Yesterday's judgment in the case - in which prosecutors say €70m (£47m) changed hands - came as political infighting reached fever pitch on domestic issues and the government looked united only on wider subjects, such as anti-terrorism measures and bird-flu. M. Chirac, on his first foreign trip since suffering a minor stroke last month, is probably relieved to be at Hampton Court today, with the vicious French political scene dominated by who will take his job after the 2007 presidential elections.

M. Chirac did not appear in the corruption case, which was heard between March and July, as he enjoys presidential immunity from prosecution. But his shadow loomed large over the investigation into the kickbacks scheme, which operated in the Ile de France region between 1989 and 1995. Most of the 47 defendants were convicted, including two former ministers. Last year, in a trial which also tarnished the President, former prime minister Alain Juppé was convicted of misusing Paris city hall funds in the late 1980s and early 1990s, when M. Chirac was mayor.

At the same time, Marseille, the third city in France, was in the grip of the 23rd day of a strike against the privatisation of its metro and bus services.

Foremost among yesterday's blows was a report from the Senate - the French upper house - condemning the state's handling of the known health dangers of asbestos, which was only banned in France in 1997. The multi-party report found the government had been influenced by industry lobbyists promoting the use of the dangerous insulation material which was banned in many European countries in the 1980s. The Senate estimates that France faces a bill of between €27bn and €37bn in the next 20 years as asbestosis victims seek health care and damages.

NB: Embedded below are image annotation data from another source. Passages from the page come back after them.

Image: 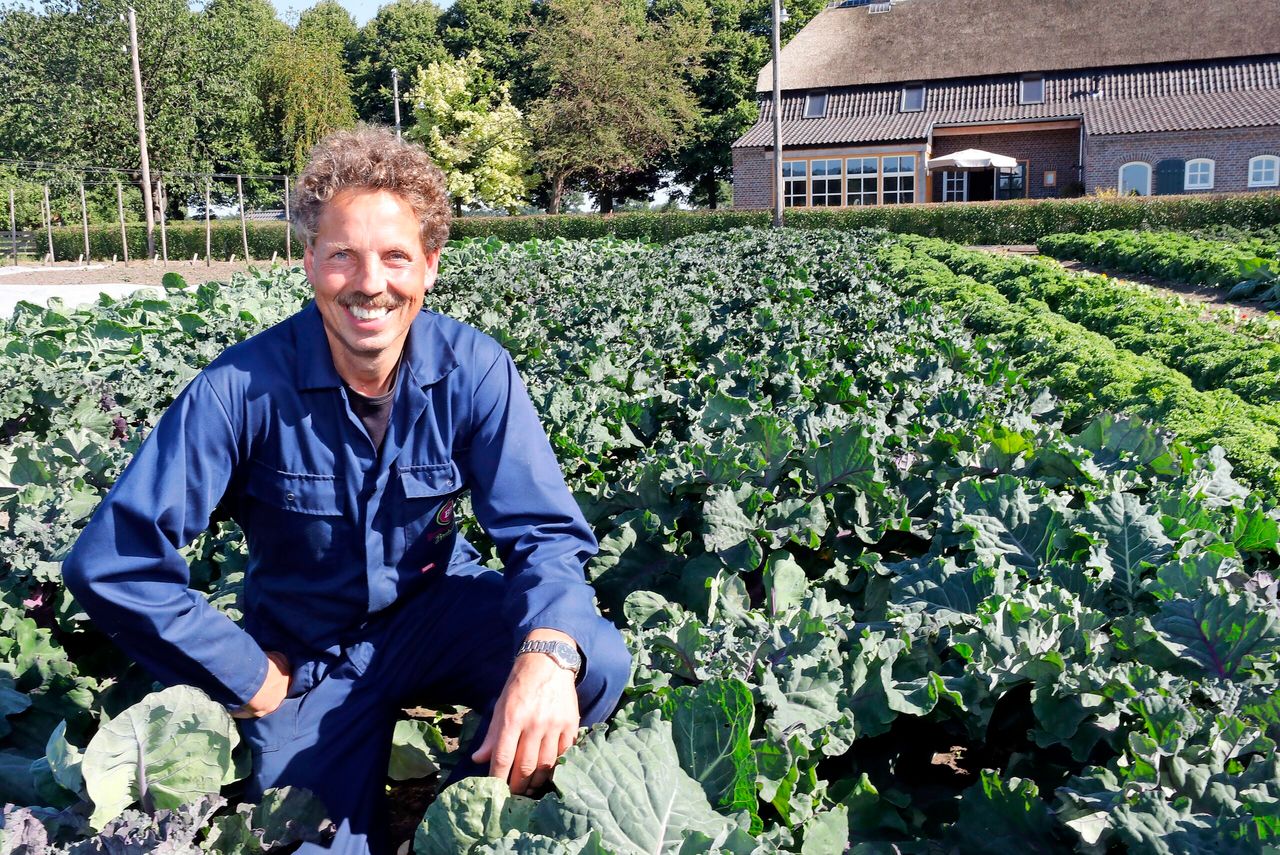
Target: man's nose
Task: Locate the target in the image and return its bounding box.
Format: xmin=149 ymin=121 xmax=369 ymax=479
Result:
xmin=353 ymin=252 xmax=387 ymax=294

Yesterday's cabinet meeting at the Elysée Palace rubberstamped a 15-point fast-track anti-terror Bill, including measures to introduce video-surveillance and the screening of e-mails and mobile phone calls. But the consensus over Interior Minister Nicolas Sarkozy's proposed Bill failed to mask the overall sense of decline dominating the French political scene.

In yesterday's judgment, M. Roussin, 66, a former minister, was fined €50,000. He had denied running the scheme but admitted he knew of the system by which politicians received payments amounting to 2 per cent of any building contract for a school in the Greater Paris region. M. Chirac's conservative RPR (Rally for the Republicans) party got most of the payments but some funds were given to a small right-wing party, the Parti Républicain, as well as to the opposition socialists.

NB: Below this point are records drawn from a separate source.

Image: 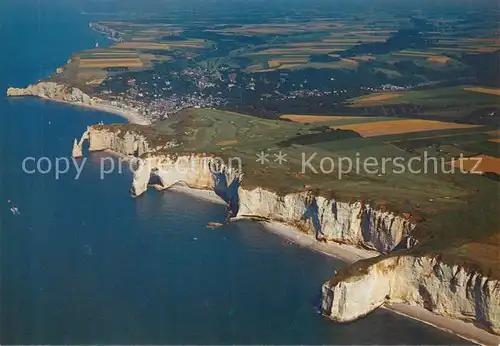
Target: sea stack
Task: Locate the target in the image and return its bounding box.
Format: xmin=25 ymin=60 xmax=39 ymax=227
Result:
xmin=72 ymin=138 xmax=83 ymax=159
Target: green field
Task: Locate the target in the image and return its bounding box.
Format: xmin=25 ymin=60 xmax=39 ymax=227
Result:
xmin=102 ymin=109 xmax=500 ymax=275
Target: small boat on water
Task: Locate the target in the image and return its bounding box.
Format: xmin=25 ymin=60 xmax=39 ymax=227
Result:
xmin=207 ymin=222 xmax=224 ymax=229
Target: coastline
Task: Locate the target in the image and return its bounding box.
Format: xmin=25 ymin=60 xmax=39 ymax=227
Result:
xmin=47 ymin=96 xmax=151 ymax=125
xmin=142 ymin=186 xmax=500 ymax=345
xmin=8 ymin=90 xmax=151 ymax=125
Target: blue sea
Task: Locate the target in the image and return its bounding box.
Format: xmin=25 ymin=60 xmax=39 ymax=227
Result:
xmin=0 ymin=0 xmax=464 ymax=344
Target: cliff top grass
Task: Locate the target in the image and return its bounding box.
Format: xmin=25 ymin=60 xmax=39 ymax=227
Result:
xmin=104 ymin=109 xmax=500 ymax=277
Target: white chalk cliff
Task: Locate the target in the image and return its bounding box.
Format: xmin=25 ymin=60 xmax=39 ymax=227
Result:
xmin=74 ymin=126 xmax=500 ymax=333
xmin=322 ymin=255 xmax=500 ymax=334
xmin=7 ymin=82 xmax=100 ymax=106
xmin=74 ymin=127 xmax=414 ymax=253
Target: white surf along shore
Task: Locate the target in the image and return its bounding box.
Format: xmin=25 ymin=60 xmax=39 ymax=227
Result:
xmin=7 ymin=82 xmax=151 ymax=125
xmin=69 ymin=127 xmax=500 ymax=345
xmin=7 ymin=82 xmax=500 ymax=345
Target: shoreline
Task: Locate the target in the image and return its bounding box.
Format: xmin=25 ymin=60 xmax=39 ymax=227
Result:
xmin=152 ymin=186 xmax=500 ymax=345
xmin=7 ymin=95 xmax=151 ymax=125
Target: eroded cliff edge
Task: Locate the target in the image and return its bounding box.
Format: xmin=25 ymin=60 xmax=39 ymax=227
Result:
xmin=73 ymin=126 xmax=500 ymax=340
xmin=7 ymin=82 xmax=98 ymax=106
xmin=73 ymin=126 xmax=415 ymax=253
xmin=322 ymin=255 xmax=500 ymax=334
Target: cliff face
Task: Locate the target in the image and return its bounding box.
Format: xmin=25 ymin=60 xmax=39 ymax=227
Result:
xmin=74 ymin=127 xmax=500 ymax=333
xmin=322 ymin=256 xmax=500 ymax=334
xmin=73 ymin=127 xmax=414 ymax=253
xmin=7 ymin=82 xmax=100 ymax=106
xmin=239 ymin=188 xmax=415 ymax=253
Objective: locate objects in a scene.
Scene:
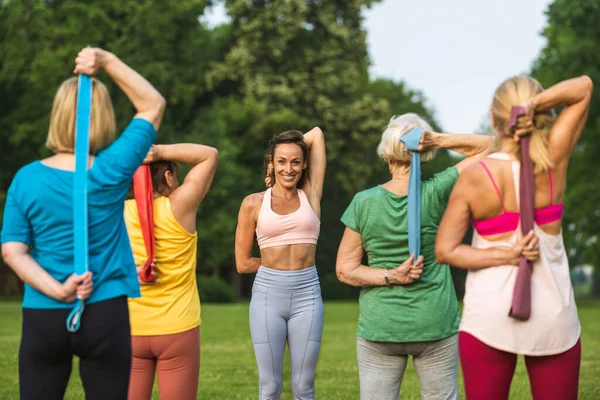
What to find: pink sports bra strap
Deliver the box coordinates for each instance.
[548,168,554,204]
[479,161,506,212]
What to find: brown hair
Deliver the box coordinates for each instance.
[265,131,309,187]
[46,77,117,154]
[150,160,179,194]
[492,76,555,174]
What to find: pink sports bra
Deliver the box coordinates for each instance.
[256,188,321,249]
[473,161,563,236]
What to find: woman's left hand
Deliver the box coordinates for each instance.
[142,144,160,164]
[417,131,435,153]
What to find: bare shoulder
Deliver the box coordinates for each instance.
[240,192,265,219]
[456,163,485,187]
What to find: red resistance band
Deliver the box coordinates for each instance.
[133,165,155,282]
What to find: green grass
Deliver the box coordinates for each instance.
[0,300,600,400]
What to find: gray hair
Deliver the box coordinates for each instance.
[377,113,435,163]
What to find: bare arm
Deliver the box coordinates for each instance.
[235,194,261,274]
[2,242,92,303]
[335,228,423,287]
[150,143,219,232]
[429,132,496,173]
[530,76,594,167]
[435,175,538,269]
[302,127,327,215]
[73,48,166,131]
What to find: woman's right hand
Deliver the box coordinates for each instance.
[73,47,113,76]
[417,131,435,153]
[58,271,94,303]
[389,254,424,285]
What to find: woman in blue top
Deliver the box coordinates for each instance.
[1,48,165,400]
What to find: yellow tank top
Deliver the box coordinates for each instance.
[124,196,201,336]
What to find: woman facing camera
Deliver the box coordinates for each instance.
[235,128,326,400]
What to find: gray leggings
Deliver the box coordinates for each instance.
[356,334,458,400]
[250,266,323,400]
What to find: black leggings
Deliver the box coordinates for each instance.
[19,297,131,400]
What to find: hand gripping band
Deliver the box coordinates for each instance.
[67,74,92,332]
[133,165,155,282]
[400,128,423,262]
[508,106,535,321]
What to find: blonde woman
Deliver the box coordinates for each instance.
[436,76,592,400]
[336,114,508,400]
[2,48,165,400]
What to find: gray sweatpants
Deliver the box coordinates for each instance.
[250,266,323,400]
[356,334,458,400]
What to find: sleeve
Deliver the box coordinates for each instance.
[94,118,156,183]
[0,174,31,246]
[341,196,361,233]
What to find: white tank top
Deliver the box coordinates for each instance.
[459,154,581,356]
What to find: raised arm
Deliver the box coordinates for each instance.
[335,228,423,287]
[144,143,219,232]
[525,76,594,168]
[73,48,166,131]
[235,193,262,274]
[422,132,496,173]
[302,127,327,215]
[435,171,538,269]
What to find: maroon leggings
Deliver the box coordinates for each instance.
[458,332,581,400]
[129,327,200,400]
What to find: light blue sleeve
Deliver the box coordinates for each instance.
[1,173,31,246]
[94,118,156,184]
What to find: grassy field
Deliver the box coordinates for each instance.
[0,300,600,400]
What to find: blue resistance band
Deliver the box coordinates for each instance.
[67,74,92,332]
[400,128,423,262]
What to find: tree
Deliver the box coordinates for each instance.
[532,0,600,296]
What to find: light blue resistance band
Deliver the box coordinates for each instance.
[400,128,423,262]
[67,74,92,332]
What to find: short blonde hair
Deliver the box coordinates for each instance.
[492,76,555,174]
[377,113,436,166]
[46,77,117,154]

The court sentenced the former employment minister and regional RPR leader Michel Giraud to four years, suspended, and fined him €80,000. The ex- sports minister, Guy Drut, received a 15-month suspended prison sentence and a €50,000 fine. Louise-Yvonne Casetta, said to have been the treasurer for the RPR's illegal funds, was given a 20-month suspended prison sentence and a €10,000 fine. Gérard Longuet, the former leader of the Parti Républicain, was cleared.